Her life seemed to pass before her, as she delivered a slideshow presentation -- mostly of family photos -- to the jury on Tuesday. It started off with pictures of her as a toddler wearing pigtails and showed several images from holidays and vacations with family members.
She read a prepared statement for nearly 20 minutes, at times crying.
Arias told jurors that she had been a victim of abuse as an adult and as a child. She had claimed she killed Alexander in self-defense after he hurt her, something evidence failed to substantiate.
She called his murder "the worst mistake" she'd ever made, "the worst thing I've ever done." She couldn't have imagined herself capable of such a grisly crime, Arias told the jury.
"But I know that I was," she said. "And for that I'm going to be sorry for the rest of my life -- probably longer."
Arias pledged to make herself useful to other prisoners and humanity by performing acts of charity from behind bars, if spared. She told jurors Tuesday that she could teach people to read in prison and pledged to dedicate her life to good causes.
She noted she could bring "people together in a constructive and positive way" by participating in various programs, including prisoner literacy initiatives; by her "Survivor" T-shirts, which would benefit victims of domestic violence; and by donating her hair, so it could be used to make wigs for sick children. She showed the jurors several pieces of her artwork.
She told them she would suffer for what she did.
"I'm not going to become a mother because of my own terrible choices," she said. "I won't be at my sister's wedding, when she ties the knot next year."

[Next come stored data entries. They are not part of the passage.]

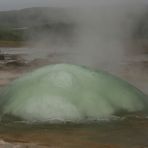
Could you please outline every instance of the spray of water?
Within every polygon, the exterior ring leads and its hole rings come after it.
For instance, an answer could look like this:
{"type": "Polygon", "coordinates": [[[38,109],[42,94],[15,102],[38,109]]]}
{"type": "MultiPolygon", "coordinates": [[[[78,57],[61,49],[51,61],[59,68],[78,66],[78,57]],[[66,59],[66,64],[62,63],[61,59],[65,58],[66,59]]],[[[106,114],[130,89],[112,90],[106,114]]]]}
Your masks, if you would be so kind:
{"type": "Polygon", "coordinates": [[[40,68],[0,94],[1,116],[28,121],[86,122],[146,110],[147,97],[102,71],[68,64],[40,68]]]}

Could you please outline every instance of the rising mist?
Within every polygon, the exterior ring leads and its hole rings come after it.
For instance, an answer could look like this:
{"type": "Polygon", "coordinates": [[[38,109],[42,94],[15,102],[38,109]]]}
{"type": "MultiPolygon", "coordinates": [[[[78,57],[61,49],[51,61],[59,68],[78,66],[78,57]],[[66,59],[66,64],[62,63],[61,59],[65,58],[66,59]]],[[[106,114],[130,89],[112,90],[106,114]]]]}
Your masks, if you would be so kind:
{"type": "Polygon", "coordinates": [[[32,55],[50,58],[50,54],[55,54],[55,63],[110,69],[126,61],[146,5],[134,1],[101,2],[97,6],[63,8],[63,12],[63,15],[52,14],[52,31],[39,33],[39,38],[33,35],[35,48],[32,55]],[[60,22],[67,26],[55,27],[60,22]],[[56,58],[56,55],[61,56],[56,58]]]}

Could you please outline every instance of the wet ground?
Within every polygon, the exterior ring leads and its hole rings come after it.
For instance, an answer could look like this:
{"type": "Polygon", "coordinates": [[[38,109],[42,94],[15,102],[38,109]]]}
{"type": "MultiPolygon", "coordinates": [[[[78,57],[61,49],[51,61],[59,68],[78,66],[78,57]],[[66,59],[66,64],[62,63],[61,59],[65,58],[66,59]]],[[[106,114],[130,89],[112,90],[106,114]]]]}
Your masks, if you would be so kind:
{"type": "Polygon", "coordinates": [[[26,147],[30,143],[30,148],[34,145],[49,148],[148,147],[148,119],[61,125],[8,123],[1,124],[0,131],[4,141],[26,147]]]}

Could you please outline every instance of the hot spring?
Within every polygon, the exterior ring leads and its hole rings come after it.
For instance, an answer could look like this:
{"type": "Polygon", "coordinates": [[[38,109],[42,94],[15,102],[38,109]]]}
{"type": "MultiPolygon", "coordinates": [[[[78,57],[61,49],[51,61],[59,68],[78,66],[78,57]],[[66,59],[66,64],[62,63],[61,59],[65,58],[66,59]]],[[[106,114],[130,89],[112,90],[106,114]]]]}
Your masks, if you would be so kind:
{"type": "Polygon", "coordinates": [[[45,66],[0,92],[1,118],[31,122],[99,121],[147,106],[147,96],[120,78],[70,64],[45,66]]]}

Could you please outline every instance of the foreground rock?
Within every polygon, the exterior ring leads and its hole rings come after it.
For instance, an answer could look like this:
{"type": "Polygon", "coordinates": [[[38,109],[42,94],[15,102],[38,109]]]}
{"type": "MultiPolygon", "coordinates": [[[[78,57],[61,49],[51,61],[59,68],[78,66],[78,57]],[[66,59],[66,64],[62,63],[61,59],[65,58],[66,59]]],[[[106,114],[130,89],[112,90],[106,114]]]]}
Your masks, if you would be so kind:
{"type": "Polygon", "coordinates": [[[8,143],[0,140],[0,148],[47,148],[36,144],[8,143]]]}

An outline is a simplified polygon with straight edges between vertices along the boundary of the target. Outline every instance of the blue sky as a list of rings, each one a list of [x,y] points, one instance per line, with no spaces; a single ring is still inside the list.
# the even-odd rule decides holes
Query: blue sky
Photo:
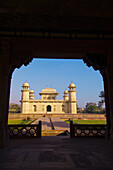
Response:
[[[63,92],[71,81],[76,85],[79,107],[87,102],[98,103],[100,91],[104,90],[103,79],[99,71],[87,67],[83,60],[33,59],[26,67],[15,69],[11,81],[10,103],[20,103],[21,89],[27,81],[35,91],[35,98],[47,85],[57,90],[57,99],[63,99]]]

Attorneys argue life and death
Defense attorney Jennifer Willmott argued Tuesday that Arias' life should be spared.
"We're not talking about whether or not to convict. We're talking about whether or not to kill. And so when we talk about that, it matters that she was 27 years old and she had no criminal history," she said. "It matters that she hadn't done anything wrong in her life before that."
Prosecutor Juan Martinez said pointing to Arias' artwork as evidence that her life should be spared wasn't a valid defense.

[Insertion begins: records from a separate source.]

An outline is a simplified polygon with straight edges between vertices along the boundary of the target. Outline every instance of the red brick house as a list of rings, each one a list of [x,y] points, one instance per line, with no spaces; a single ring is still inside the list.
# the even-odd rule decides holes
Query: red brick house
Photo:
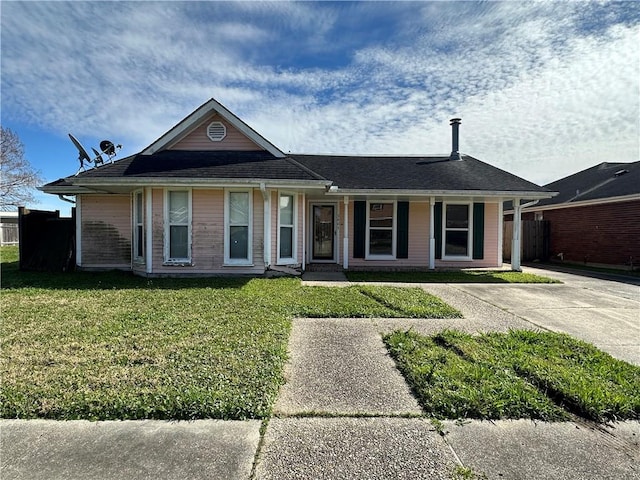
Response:
[[[640,267],[640,161],[601,163],[545,185],[556,197],[522,211],[550,223],[550,254],[564,262]],[[505,205],[505,220],[511,207]]]

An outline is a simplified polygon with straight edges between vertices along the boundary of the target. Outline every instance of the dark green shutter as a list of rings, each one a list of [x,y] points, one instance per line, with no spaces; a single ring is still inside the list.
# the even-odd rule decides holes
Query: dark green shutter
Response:
[[[436,258],[442,258],[442,202],[433,206],[433,229],[436,237]]]
[[[398,202],[396,258],[409,258],[409,202]]]
[[[484,258],[484,203],[473,204],[473,257]]]
[[[367,202],[353,202],[353,258],[364,258]]]

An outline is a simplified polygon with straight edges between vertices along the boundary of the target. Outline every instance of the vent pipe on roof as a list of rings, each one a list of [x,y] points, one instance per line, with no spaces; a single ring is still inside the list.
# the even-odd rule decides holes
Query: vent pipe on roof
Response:
[[[459,128],[461,120],[462,119],[460,118],[451,119],[451,155],[449,155],[449,160],[462,160],[459,146]]]

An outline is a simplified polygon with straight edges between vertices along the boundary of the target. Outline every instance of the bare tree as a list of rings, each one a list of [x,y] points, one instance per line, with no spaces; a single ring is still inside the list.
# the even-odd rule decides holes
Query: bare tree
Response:
[[[0,126],[0,210],[34,201],[33,189],[42,179],[24,157],[24,145],[11,129]]]

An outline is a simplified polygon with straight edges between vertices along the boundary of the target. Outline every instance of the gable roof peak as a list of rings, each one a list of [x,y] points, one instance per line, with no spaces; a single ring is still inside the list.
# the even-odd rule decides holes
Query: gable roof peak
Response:
[[[158,138],[155,142],[142,150],[142,155],[151,155],[167,148],[169,145],[174,144],[178,140],[187,136],[193,129],[195,129],[200,123],[212,114],[218,114],[245,136],[247,136],[256,145],[264,148],[271,153],[274,157],[283,158],[285,154],[266,138],[256,132],[253,128],[247,125],[244,121],[240,120],[233,112],[227,107],[218,102],[215,98],[211,98],[196,110],[183,118],[168,132]]]

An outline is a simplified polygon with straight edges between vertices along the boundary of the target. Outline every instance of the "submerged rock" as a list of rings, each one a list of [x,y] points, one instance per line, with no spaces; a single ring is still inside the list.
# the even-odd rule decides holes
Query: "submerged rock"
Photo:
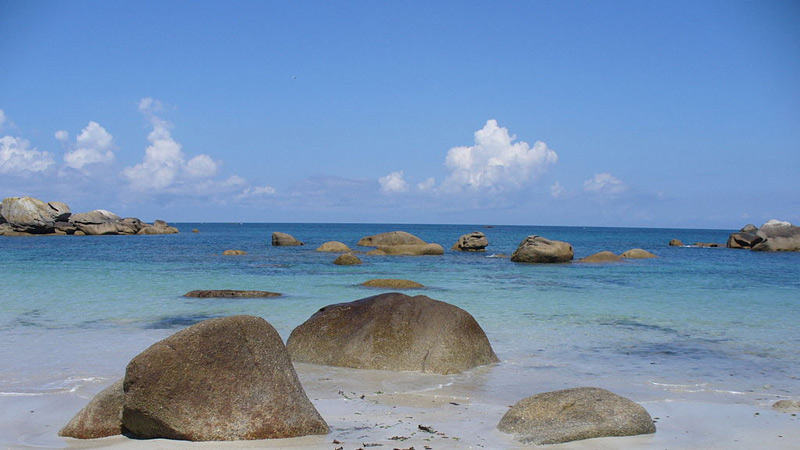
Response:
[[[59,436],[97,439],[122,434],[125,392],[122,380],[100,391],[58,432]]]
[[[223,256],[241,256],[241,255],[246,255],[246,254],[247,254],[247,252],[244,251],[244,250],[233,250],[233,249],[225,250],[224,252],[222,252]]]
[[[395,245],[425,245],[426,242],[405,231],[390,231],[372,236],[365,236],[358,241],[361,247],[386,247]]]
[[[350,247],[339,241],[328,241],[317,247],[317,251],[345,253],[350,251]]]
[[[458,238],[458,242],[453,244],[453,251],[459,252],[485,252],[489,246],[486,235],[480,231],[473,231]]]
[[[749,249],[753,248],[754,245],[763,240],[764,239],[761,236],[752,233],[732,233],[730,236],[728,236],[728,242],[725,244],[725,246],[728,248]]]
[[[358,256],[352,253],[345,253],[343,255],[339,255],[333,263],[337,266],[357,266],[361,264],[361,259]]]
[[[669,241],[670,247],[683,247],[683,242],[680,239],[673,239]]]
[[[392,292],[320,309],[286,343],[293,361],[441,374],[498,361],[466,311]]]
[[[753,225],[752,223],[748,223],[747,225],[743,226],[741,230],[742,233],[756,233],[758,231],[758,227]]]
[[[0,204],[0,216],[17,233],[53,233],[57,221],[66,220],[69,207],[61,202],[45,203],[33,197],[8,197]]]
[[[655,433],[650,414],[639,404],[605,389],[580,387],[520,400],[497,428],[525,444],[558,444],[605,436]]]
[[[264,319],[210,319],[153,344],[125,372],[122,424],[190,441],[326,434],[278,332]]]
[[[521,263],[562,263],[569,262],[575,252],[572,245],[553,241],[542,236],[528,236],[520,242],[511,255],[511,261]]]
[[[272,233],[272,245],[274,247],[296,247],[305,244],[298,241],[290,234],[276,231]]]
[[[647,250],[642,250],[641,248],[632,248],[626,252],[622,252],[619,257],[627,259],[646,259],[655,258],[656,255],[648,252]]]
[[[778,400],[772,404],[772,408],[781,412],[800,412],[800,401]]]
[[[444,255],[444,248],[439,244],[389,245],[378,247],[376,250],[377,251],[368,252],[368,254],[406,256]]]
[[[425,286],[411,280],[399,280],[395,278],[378,278],[361,283],[362,286],[391,288],[391,289],[418,289]]]
[[[280,297],[283,294],[269,291],[241,291],[234,289],[212,289],[190,291],[183,294],[184,297],[194,298],[269,298]]]
[[[622,258],[609,251],[603,251],[586,256],[584,258],[579,259],[578,261],[585,263],[612,263],[612,262],[620,262],[622,261]]]

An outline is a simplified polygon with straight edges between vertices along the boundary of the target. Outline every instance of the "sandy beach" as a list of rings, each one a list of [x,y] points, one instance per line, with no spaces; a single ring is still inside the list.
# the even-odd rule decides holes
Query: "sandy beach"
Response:
[[[298,364],[297,369],[309,398],[330,425],[328,435],[225,443],[137,440],[125,436],[95,440],[58,437],[58,429],[96,392],[113,382],[103,379],[74,392],[0,397],[3,424],[0,442],[9,449],[532,447],[519,444],[513,436],[496,429],[510,405],[468,395],[472,382],[469,376],[359,371],[308,364]],[[477,370],[502,370],[502,367]],[[439,381],[445,384],[437,384]],[[531,380],[531,394],[537,392],[535,385],[535,380]],[[682,397],[640,402],[656,422],[657,431],[653,435],[590,439],[547,448],[790,449],[796,448],[800,440],[796,414],[773,410],[772,398],[716,403]]]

"It's an entitlement road that they want you to travel when they talk to you about the fact that she's a good artist," he said. "It doesn't mean anything. All it means is: give her special or preferential treatment."
He argued that jurors should sentence Arias to death.

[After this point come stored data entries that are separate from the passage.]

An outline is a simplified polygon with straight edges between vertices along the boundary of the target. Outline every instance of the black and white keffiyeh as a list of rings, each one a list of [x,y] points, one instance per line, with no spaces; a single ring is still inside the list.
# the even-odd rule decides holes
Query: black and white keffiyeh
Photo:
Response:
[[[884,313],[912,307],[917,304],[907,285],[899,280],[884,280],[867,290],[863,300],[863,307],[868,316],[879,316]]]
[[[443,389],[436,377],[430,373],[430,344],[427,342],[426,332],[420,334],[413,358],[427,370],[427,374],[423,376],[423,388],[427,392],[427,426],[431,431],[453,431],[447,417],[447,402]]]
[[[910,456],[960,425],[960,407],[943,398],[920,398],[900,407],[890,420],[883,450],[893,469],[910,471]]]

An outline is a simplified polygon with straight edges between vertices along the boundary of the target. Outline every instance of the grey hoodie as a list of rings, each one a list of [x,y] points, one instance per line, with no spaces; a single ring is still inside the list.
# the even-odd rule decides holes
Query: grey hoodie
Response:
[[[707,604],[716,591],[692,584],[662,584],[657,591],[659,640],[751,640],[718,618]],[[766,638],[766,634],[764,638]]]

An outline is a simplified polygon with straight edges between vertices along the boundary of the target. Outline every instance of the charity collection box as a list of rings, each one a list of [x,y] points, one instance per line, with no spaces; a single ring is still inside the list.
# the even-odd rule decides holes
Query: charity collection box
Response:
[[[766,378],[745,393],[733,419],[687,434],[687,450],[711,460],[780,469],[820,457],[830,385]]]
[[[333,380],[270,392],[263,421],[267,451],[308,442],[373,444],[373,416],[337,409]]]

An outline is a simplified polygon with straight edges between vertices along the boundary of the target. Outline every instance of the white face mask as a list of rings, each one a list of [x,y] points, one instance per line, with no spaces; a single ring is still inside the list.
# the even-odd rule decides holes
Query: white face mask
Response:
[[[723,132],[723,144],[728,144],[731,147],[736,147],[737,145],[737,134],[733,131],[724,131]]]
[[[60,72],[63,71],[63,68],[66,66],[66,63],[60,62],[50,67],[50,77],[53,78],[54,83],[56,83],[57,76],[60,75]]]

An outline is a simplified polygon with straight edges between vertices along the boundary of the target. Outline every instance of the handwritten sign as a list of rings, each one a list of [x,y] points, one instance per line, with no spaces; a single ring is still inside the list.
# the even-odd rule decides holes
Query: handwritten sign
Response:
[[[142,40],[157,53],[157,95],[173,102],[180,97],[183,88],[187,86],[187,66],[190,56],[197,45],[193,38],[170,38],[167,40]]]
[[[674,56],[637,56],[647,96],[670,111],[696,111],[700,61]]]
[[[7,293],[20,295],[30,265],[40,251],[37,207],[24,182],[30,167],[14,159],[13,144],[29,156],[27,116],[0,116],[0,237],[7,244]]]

"You have a duty, and that duty really means that you actually do the honest, right thing, even though it may be difficult," he said.
If Arias is given a sentence of death, she would be the fourth woman on death row in the state of Arizona.
When Alexander died
Arias was living in Yreka, California, when she met Alexander at a business convention in Las Vegas in September 2006. That November, he baptized Arias into the Mormon faith, a ceremony Arias said was followed by anal sex.
Arias became his girlfriend two months later, she testified. They broke up in the summer of 2007, and Alexander began dating other women.